For its part, the Kazakh government took steps to diminish the impact. Orazbakov says the government has earmarked $4.5 billion to support small and mid-sized businesses in construction, banking and agriculture. The president has also proposed to use $10 billion from the Next Generations Fund, which had been set up a few years ago, as needed to overcome the impact of the crisis. (The fund had been created from surplus revenues from commodity exports and today has $51 billion in assets.)

Astana is also looking at shoring up the banks with capital injections in exchange for equity stakes, as has been done in Britain and the United States. It's also looking at legislation to stabilize the financial system, Orazbakov says.

The government has already said it is guaranteeing the public's investment in Kazakhstan's banks, up to $42,000 per citizen.
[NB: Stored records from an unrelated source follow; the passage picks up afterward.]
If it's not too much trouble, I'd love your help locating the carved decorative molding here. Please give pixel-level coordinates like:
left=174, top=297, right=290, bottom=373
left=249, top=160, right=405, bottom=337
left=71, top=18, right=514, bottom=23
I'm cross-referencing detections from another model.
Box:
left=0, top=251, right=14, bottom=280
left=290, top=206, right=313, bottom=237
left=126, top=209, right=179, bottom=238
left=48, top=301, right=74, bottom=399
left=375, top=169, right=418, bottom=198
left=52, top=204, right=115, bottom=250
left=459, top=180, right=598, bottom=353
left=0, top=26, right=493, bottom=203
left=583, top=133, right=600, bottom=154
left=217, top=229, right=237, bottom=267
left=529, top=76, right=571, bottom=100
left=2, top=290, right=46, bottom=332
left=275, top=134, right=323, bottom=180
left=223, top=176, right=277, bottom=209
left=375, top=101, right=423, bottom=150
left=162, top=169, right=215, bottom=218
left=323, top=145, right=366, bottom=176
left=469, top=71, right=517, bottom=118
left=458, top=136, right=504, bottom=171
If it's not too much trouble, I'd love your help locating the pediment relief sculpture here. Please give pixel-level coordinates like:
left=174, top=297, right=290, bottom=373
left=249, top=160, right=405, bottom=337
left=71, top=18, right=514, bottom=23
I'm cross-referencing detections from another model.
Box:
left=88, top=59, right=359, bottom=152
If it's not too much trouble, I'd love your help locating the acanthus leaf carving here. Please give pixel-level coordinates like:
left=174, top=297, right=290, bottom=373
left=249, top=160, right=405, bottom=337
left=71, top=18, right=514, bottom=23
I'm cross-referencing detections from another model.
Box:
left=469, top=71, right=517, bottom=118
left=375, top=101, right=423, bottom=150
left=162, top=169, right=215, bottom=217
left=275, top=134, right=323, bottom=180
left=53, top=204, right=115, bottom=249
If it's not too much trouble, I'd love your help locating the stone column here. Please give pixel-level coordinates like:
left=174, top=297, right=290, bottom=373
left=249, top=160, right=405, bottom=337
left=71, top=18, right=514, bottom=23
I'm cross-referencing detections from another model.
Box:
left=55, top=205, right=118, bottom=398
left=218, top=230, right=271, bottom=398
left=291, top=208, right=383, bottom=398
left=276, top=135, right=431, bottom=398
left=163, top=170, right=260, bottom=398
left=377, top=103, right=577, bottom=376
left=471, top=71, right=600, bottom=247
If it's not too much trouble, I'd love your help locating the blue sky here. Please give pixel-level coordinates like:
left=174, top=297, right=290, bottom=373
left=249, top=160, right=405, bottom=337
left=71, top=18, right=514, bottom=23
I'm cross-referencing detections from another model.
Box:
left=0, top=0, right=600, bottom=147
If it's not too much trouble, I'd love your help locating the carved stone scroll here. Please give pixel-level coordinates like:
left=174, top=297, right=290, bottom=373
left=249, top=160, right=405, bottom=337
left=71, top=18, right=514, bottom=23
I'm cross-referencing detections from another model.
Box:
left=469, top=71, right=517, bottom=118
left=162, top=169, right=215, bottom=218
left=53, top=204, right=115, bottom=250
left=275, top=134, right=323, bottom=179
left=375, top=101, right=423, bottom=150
Aside from all that, the government intends to set up a billion-dollar fund to help resolve pinpoint problems caused by the crisis, such as funding to finish building projects that stopped.

Moving on from the crisis to the future, Kazakhstan plans a $5 billion government fund that will work with other sovereign funds around the world to invest in Kazakh government projects, mainly infrastructure and electricity. "There's a plan to found a joint billion-dollar fund with China and a $1.5 billion plan with Bahrain and Abu Dhabi," says Orazbakov.

Kazakhstan's model for the sovereign wealth fund is the Singaporean vehicle Temasek Holdings, which is a sort of management company. The Kazakhstan version would be a "friendly collaborator" with Israeli companies that want to invest in Kazakh tenders, which could be worth billions of dollars, says the ambassador.

He noted, however, that any company contending in a tender must factor in the fixed demand for 60% mutual procurement. Meaning, if an Israeli company wins a tender, it has to use 60% of the tender scope to procure from local companies. If anything, the government plans to raise that figure, explains Orazbakov. It wants to encourage Kazakh production as much as possible. It wants investments that advance goods bearing the words "Made in Kazakhstan."